Page tree
Skip to end of metadata
Go to start of metadata

This is a reference for the primary operators that you can use in Treasure Workflow.

TD Workflow is based on Digdag. Most, but not all, Digdag operators can be used as part of Treasure Workflow.

Workflow Operator

Description

td>:

Run a Treasure Data query

td_ddl>:

Treasure Data operations

td_for_each>:

Repeat using Treasure Data queries

td_load>:

Treasure Data bulk loading

td_partial_delete>:

Delete range of Treasure Data table

td_result_export>:

Exports results to a specific designation

td_run>:

Runs a Treasure Data saved query

td_table_export>:

Treasure Data table export to S3

td_wait>:

Waits for data arriving at Treasure Data table

td_wait_table>:

Waits for data arriving at Treasure Data table

td>:

td> operator runs a Hive or Presto query on Treasure Data.

_export:
  td:
    database: www_access

+simple_query:
  td>: queries/simple_query.sql

+create_new_table_using_result_of_select:
  td>: queries/select_sql.sql
  create_table: mytable_${session_date_compact}

+insert_result_of_select_into_a_table:
  td>: queries/select_sql.sql
  insert_into: mytable

+result_with_connection:
  td>: queries/select_sql.sql
  result_connection: connection_created_on_console

+result_with_connection_with_settings:
  td>: queries/select_sql.sql
  result_connection: my_s3_connection
  result_settings:
    bucket: my_bucket
    path: /logs/

Examples

Secrets

  • td.apikey: API_KEY

    The Treasure Data API key to use when running Treasure Data queries.

Options

  • td>: FILE.sql

    Path to a query template file.

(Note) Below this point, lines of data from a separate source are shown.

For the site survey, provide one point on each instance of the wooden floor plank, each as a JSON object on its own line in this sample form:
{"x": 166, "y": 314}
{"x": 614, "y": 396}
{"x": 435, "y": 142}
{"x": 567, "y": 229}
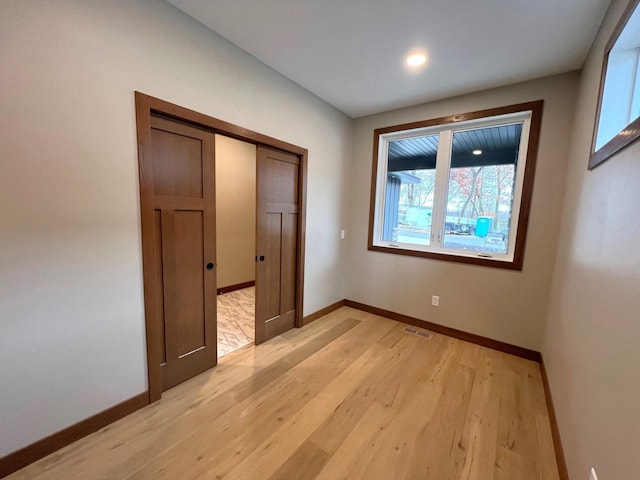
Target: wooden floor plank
{"x": 350, "y": 396}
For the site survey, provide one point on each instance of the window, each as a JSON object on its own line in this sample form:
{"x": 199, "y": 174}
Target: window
{"x": 456, "y": 188}
{"x": 618, "y": 122}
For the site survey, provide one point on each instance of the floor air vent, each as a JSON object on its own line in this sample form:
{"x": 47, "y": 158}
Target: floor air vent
{"x": 415, "y": 331}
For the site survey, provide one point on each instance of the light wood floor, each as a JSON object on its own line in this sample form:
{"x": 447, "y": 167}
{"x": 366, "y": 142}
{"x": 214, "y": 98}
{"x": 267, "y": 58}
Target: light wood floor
{"x": 349, "y": 396}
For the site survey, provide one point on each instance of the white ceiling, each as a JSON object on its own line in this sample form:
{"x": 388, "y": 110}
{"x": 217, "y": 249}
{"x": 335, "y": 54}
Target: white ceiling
{"x": 350, "y": 52}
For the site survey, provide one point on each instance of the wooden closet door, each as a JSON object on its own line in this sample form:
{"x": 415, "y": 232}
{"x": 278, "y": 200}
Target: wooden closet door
{"x": 182, "y": 167}
{"x": 277, "y": 213}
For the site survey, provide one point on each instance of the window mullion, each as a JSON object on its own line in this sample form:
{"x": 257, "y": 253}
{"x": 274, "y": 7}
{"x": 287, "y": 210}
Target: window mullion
{"x": 439, "y": 210}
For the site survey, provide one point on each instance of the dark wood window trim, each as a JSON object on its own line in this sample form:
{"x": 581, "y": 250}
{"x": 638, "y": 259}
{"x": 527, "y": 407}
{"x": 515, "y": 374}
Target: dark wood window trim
{"x": 536, "y": 108}
{"x": 631, "y": 132}
{"x": 145, "y": 107}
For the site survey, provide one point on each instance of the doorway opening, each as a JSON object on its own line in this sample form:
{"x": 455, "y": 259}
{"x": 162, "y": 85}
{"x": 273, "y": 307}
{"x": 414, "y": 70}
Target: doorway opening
{"x": 235, "y": 243}
{"x": 178, "y": 208}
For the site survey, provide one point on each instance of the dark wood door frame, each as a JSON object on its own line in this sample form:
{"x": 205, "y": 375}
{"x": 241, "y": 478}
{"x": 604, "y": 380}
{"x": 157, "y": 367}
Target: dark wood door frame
{"x": 145, "y": 107}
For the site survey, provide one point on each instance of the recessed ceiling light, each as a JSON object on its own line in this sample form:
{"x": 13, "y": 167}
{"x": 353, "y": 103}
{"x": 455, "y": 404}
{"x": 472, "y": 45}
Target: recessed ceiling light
{"x": 416, "y": 59}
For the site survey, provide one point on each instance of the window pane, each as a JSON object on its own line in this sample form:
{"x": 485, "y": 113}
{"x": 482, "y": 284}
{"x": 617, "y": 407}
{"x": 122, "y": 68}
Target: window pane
{"x": 480, "y": 189}
{"x": 409, "y": 190}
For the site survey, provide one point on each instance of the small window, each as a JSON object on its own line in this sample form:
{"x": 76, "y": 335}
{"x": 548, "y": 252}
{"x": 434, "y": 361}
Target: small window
{"x": 618, "y": 123}
{"x": 456, "y": 188}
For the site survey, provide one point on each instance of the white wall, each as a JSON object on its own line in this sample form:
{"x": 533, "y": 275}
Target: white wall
{"x": 500, "y": 304}
{"x": 71, "y": 310}
{"x": 592, "y": 343}
{"x": 235, "y": 211}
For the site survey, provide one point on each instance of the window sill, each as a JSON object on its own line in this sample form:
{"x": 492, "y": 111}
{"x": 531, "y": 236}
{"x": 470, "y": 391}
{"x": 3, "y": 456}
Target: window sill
{"x": 515, "y": 264}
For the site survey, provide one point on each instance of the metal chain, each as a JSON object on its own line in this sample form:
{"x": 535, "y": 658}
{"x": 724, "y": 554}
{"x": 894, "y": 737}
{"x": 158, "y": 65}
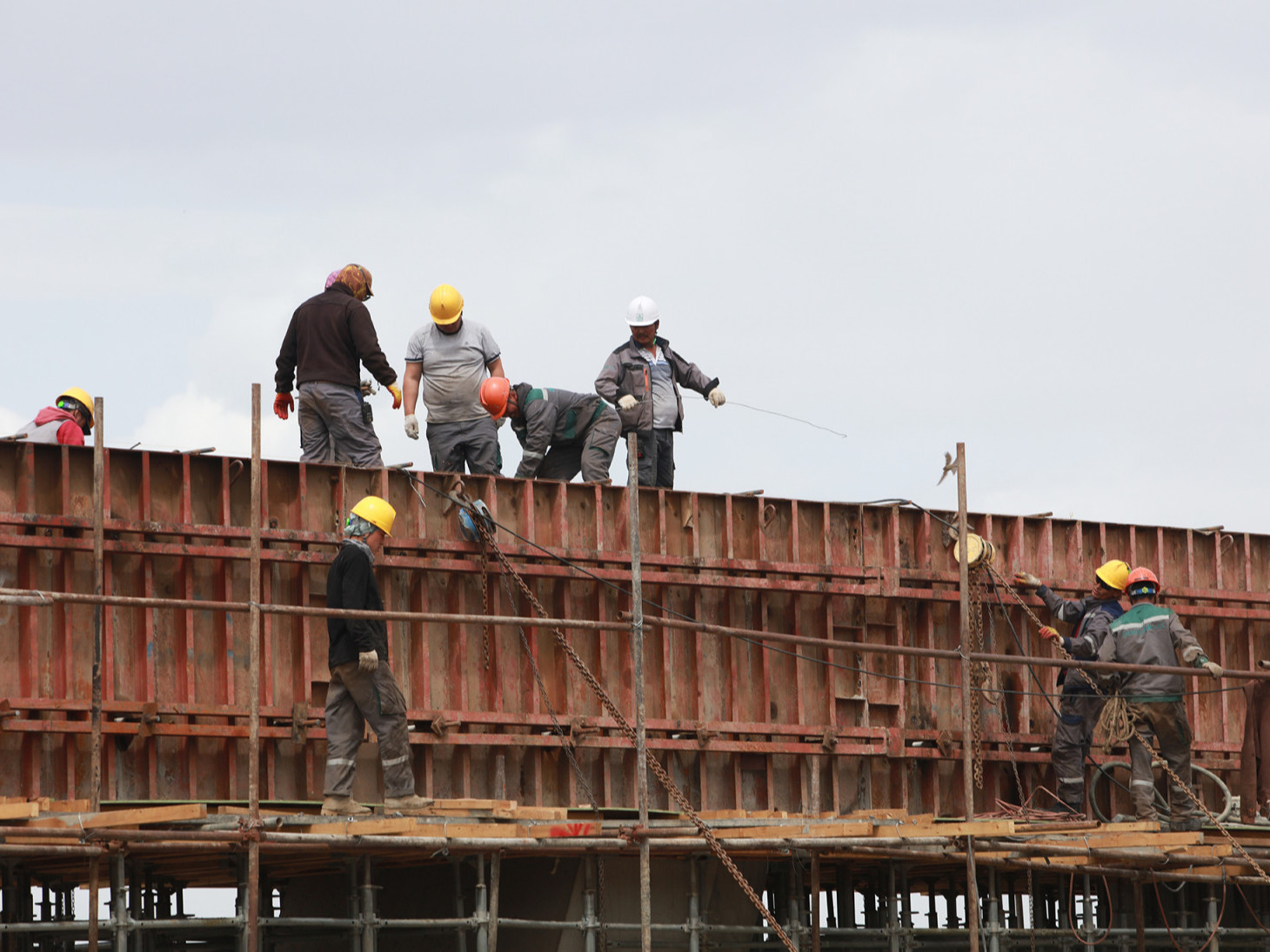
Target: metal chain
{"x": 1168, "y": 770}
{"x": 484, "y": 602}
{"x": 629, "y": 731}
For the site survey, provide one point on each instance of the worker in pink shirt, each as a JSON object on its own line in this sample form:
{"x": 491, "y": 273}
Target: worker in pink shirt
{"x": 66, "y": 422}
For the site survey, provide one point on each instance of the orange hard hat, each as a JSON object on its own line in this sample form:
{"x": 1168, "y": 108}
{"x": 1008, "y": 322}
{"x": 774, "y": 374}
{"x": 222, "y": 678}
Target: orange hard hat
{"x": 1142, "y": 582}
{"x": 493, "y": 395}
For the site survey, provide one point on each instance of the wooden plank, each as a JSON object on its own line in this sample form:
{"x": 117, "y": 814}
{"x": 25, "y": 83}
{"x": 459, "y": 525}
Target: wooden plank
{"x": 826, "y": 830}
{"x": 380, "y": 827}
{"x": 552, "y": 830}
{"x": 145, "y": 816}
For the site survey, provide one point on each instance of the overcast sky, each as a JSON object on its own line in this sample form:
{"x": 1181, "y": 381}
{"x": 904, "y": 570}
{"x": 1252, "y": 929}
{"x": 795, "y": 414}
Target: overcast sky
{"x": 846, "y": 212}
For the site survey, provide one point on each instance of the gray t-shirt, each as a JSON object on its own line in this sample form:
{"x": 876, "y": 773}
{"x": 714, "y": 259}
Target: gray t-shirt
{"x": 453, "y": 367}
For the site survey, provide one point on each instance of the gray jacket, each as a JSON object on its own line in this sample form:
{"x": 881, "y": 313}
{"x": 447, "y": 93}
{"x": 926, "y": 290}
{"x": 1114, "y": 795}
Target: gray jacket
{"x": 1150, "y": 634}
{"x": 1093, "y": 622}
{"x": 625, "y": 372}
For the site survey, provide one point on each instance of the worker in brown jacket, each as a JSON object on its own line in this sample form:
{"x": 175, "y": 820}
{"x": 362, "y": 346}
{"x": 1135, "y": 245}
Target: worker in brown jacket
{"x": 329, "y": 336}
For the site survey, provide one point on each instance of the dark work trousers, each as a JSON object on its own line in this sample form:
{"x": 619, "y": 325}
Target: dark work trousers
{"x": 331, "y": 429}
{"x": 591, "y": 455}
{"x": 1167, "y": 722}
{"x": 656, "y": 458}
{"x": 1077, "y": 717}
{"x": 469, "y": 442}
{"x": 353, "y": 700}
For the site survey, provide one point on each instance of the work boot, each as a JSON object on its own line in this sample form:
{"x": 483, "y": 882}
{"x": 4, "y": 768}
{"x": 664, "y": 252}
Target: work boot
{"x": 343, "y": 806}
{"x": 411, "y": 803}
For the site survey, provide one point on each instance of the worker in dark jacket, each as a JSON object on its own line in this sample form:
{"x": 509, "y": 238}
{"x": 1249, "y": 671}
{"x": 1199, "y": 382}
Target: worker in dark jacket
{"x": 362, "y": 689}
{"x": 642, "y": 378}
{"x": 329, "y": 336}
{"x": 562, "y": 433}
{"x": 1081, "y": 702}
{"x": 1152, "y": 635}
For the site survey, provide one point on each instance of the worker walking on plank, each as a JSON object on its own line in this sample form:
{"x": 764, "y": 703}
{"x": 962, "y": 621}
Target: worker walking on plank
{"x": 329, "y": 336}
{"x": 562, "y": 433}
{"x": 66, "y": 422}
{"x": 642, "y": 378}
{"x": 447, "y": 359}
{"x": 1080, "y": 703}
{"x": 1152, "y": 635}
{"x": 362, "y": 689}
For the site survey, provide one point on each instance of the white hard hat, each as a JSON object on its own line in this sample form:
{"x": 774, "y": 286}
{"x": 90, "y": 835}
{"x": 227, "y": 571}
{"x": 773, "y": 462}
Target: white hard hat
{"x": 642, "y": 312}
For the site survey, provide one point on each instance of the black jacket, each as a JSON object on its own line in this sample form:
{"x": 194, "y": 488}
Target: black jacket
{"x": 329, "y": 336}
{"x": 351, "y": 584}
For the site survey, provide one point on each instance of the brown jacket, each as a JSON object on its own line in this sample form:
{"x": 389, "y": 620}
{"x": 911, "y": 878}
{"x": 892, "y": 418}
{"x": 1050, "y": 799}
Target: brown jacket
{"x": 329, "y": 336}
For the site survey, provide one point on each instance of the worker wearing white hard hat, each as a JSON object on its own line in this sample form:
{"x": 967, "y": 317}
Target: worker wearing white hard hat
{"x": 642, "y": 378}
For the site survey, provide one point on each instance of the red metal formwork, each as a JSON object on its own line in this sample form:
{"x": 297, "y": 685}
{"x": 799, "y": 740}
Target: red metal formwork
{"x": 739, "y": 725}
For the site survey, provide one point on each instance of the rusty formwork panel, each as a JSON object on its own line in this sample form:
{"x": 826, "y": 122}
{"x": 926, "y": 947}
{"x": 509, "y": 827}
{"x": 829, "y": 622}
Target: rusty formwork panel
{"x": 738, "y": 725}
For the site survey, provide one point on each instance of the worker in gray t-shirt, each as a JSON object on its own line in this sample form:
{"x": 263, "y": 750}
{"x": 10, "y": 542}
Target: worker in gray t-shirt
{"x": 450, "y": 358}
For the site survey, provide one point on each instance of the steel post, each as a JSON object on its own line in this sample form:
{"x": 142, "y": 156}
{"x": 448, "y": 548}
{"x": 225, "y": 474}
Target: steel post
{"x": 99, "y": 590}
{"x": 482, "y": 909}
{"x": 645, "y": 890}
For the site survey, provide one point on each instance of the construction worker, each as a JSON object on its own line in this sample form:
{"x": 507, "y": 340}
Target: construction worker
{"x": 1080, "y": 703}
{"x": 362, "y": 689}
{"x": 66, "y": 422}
{"x": 562, "y": 433}
{"x": 329, "y": 336}
{"x": 450, "y": 358}
{"x": 1151, "y": 634}
{"x": 642, "y": 377}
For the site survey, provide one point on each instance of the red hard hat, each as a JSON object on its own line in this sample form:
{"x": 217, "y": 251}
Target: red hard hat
{"x": 493, "y": 395}
{"x": 1140, "y": 576}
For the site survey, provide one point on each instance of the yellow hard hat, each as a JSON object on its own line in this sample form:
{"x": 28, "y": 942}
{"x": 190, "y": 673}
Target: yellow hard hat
{"x": 79, "y": 396}
{"x": 1114, "y": 574}
{"x": 378, "y": 513}
{"x": 446, "y": 305}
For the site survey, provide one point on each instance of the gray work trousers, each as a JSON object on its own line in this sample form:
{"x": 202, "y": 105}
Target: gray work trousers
{"x": 656, "y": 458}
{"x": 592, "y": 455}
{"x": 471, "y": 442}
{"x": 1167, "y": 722}
{"x": 1077, "y": 717}
{"x": 353, "y": 700}
{"x": 331, "y": 429}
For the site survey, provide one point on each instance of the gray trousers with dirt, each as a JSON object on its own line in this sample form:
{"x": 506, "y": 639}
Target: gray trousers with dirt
{"x": 1167, "y": 722}
{"x": 331, "y": 429}
{"x": 353, "y": 700}
{"x": 471, "y": 443}
{"x": 592, "y": 456}
{"x": 1077, "y": 717}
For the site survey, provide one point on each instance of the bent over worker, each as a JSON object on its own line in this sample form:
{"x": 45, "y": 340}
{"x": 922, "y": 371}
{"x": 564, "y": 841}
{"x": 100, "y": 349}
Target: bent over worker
{"x": 66, "y": 422}
{"x": 329, "y": 336}
{"x": 1080, "y": 703}
{"x": 362, "y": 689}
{"x": 1152, "y": 635}
{"x": 642, "y": 378}
{"x": 446, "y": 362}
{"x": 562, "y": 433}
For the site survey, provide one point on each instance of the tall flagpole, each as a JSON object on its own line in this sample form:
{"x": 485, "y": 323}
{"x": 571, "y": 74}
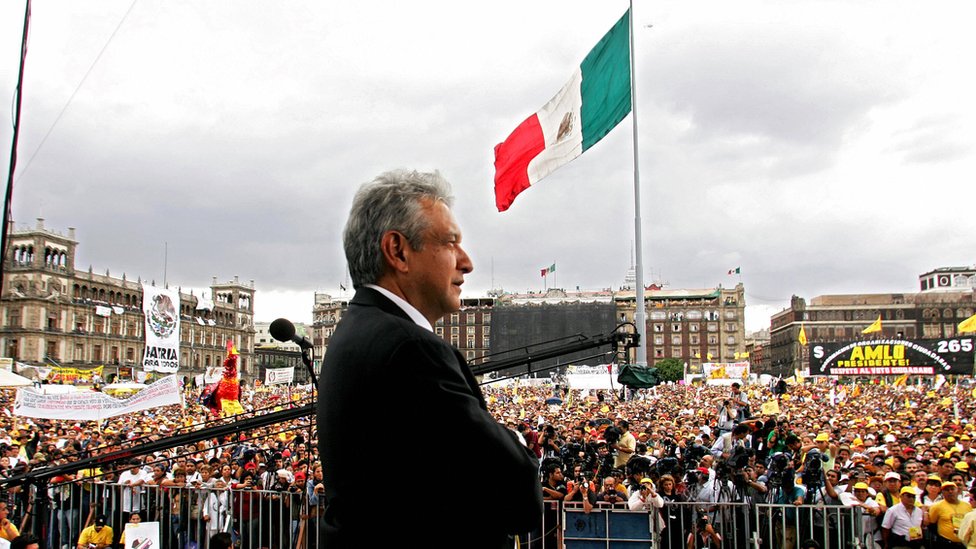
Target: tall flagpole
{"x": 640, "y": 313}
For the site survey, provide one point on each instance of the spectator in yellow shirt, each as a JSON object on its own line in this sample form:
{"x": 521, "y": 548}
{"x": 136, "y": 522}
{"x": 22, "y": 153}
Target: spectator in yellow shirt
{"x": 96, "y": 536}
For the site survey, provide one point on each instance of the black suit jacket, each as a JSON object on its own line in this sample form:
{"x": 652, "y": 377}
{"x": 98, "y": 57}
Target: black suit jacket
{"x": 409, "y": 450}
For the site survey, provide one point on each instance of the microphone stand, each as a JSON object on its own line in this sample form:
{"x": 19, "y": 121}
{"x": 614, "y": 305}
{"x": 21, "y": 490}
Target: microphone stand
{"x": 307, "y": 361}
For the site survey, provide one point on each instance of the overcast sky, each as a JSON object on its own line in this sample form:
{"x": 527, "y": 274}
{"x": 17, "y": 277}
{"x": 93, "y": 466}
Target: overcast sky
{"x": 823, "y": 147}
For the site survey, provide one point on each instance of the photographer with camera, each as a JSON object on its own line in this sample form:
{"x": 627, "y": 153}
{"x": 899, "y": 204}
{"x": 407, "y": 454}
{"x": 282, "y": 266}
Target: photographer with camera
{"x": 580, "y": 489}
{"x": 554, "y": 485}
{"x": 776, "y": 442}
{"x": 645, "y": 498}
{"x": 610, "y": 494}
{"x": 703, "y": 534}
{"x": 96, "y": 536}
{"x": 624, "y": 445}
{"x": 677, "y": 518}
{"x": 727, "y": 443}
{"x": 739, "y": 402}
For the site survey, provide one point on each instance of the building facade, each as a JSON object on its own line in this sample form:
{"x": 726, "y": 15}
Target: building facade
{"x": 930, "y": 314}
{"x": 694, "y": 326}
{"x": 52, "y": 314}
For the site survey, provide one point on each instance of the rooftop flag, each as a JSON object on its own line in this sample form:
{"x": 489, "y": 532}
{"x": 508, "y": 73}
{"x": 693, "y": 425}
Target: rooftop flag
{"x": 592, "y": 103}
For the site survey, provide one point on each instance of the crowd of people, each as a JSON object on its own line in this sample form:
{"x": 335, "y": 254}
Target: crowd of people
{"x": 903, "y": 454}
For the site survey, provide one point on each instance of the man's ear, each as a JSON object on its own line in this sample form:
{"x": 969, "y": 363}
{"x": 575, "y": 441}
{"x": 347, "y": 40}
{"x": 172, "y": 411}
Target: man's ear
{"x": 395, "y": 248}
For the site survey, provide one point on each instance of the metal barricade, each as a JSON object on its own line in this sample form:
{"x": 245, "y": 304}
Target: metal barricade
{"x": 832, "y": 526}
{"x": 268, "y": 519}
{"x": 187, "y": 516}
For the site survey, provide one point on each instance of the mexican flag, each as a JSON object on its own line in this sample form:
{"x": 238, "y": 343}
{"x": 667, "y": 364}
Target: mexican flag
{"x": 591, "y": 104}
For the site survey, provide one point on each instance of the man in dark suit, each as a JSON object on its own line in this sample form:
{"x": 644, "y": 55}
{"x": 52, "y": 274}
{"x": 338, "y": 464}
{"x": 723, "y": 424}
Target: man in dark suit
{"x": 441, "y": 471}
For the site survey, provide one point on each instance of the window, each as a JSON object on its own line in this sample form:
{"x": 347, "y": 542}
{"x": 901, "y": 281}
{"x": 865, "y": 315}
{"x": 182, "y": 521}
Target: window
{"x": 13, "y": 317}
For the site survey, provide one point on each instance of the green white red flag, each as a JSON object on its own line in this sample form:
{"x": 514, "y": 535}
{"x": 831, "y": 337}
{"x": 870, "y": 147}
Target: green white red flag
{"x": 591, "y": 104}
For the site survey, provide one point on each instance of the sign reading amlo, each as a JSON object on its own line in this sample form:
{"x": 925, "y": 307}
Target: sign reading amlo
{"x": 891, "y": 356}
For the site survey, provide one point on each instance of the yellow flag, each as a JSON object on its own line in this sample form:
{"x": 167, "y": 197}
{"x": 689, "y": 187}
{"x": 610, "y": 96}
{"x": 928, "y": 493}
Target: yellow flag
{"x": 968, "y": 325}
{"x": 874, "y": 327}
{"x": 231, "y": 407}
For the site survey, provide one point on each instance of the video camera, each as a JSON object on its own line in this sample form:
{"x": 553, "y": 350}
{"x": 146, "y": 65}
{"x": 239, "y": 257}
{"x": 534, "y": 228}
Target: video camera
{"x": 813, "y": 468}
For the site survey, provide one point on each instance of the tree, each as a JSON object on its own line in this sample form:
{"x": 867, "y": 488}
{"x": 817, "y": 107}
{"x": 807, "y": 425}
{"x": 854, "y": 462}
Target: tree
{"x": 670, "y": 369}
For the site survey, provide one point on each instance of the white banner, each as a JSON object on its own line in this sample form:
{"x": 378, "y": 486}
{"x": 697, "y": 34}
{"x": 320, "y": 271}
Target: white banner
{"x": 275, "y": 376}
{"x": 726, "y": 370}
{"x": 94, "y": 405}
{"x": 162, "y": 310}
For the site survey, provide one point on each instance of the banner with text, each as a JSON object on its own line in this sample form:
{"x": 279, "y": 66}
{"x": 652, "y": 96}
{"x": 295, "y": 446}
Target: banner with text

This file can contain ${...} syntax to embed variables.

    Examples:

    td>: queries/step1.sql
  • create_table: NAME

    Name of a table to create from the results. This option deletes the table if it already exists.

    This option adds DROP TABLE IF EXISTS; CREATE TABLE AS (Presto) or INSERT OVERWRITE (Hive) commands before the SELECT statement. If the query includes a -- DIGDAG_INSERT_LINEline, the commands are inserted there.

    Examples:

    create_table: my_table

    Note: Depending on the number of rows to be inserted or partitions to be created, a CREATE TABLE operation may take several hours. An operation might time out and the job fail if too many partitions are affected.

    If the job fails and the output contains the following error message, then you are inserting too many records in one operation. Try the INSERT INTO operation inserting fewer rows in a single step.

    org.plazmadb.metadb.MetadataSQLException: ERROR: canceling statement due to statement timeout 
  • insert_into: NAME

    Name of a table to append results into. The table is created if it does not already exist.

    This option adds INSERT INTO (Presto) or INSERT INTO TABLE (Hive) command at the beginning of SELECT statement. If the query includes -- DIGDAG_INSERT_LINE line, the command is inserted to the line.

    Examples:

    insert_into: my_table

    Note: Depending on the number of rows to be inserted or partitions to be created, an INSERT INTO operation may take several hours. An operation might time out and the job fail if too many partitions are affected.

    If the job fails and the output contains the following message, then you are inserting too many records in one operation. Try the INSERT INTO operation inserting fewer rows in a single step.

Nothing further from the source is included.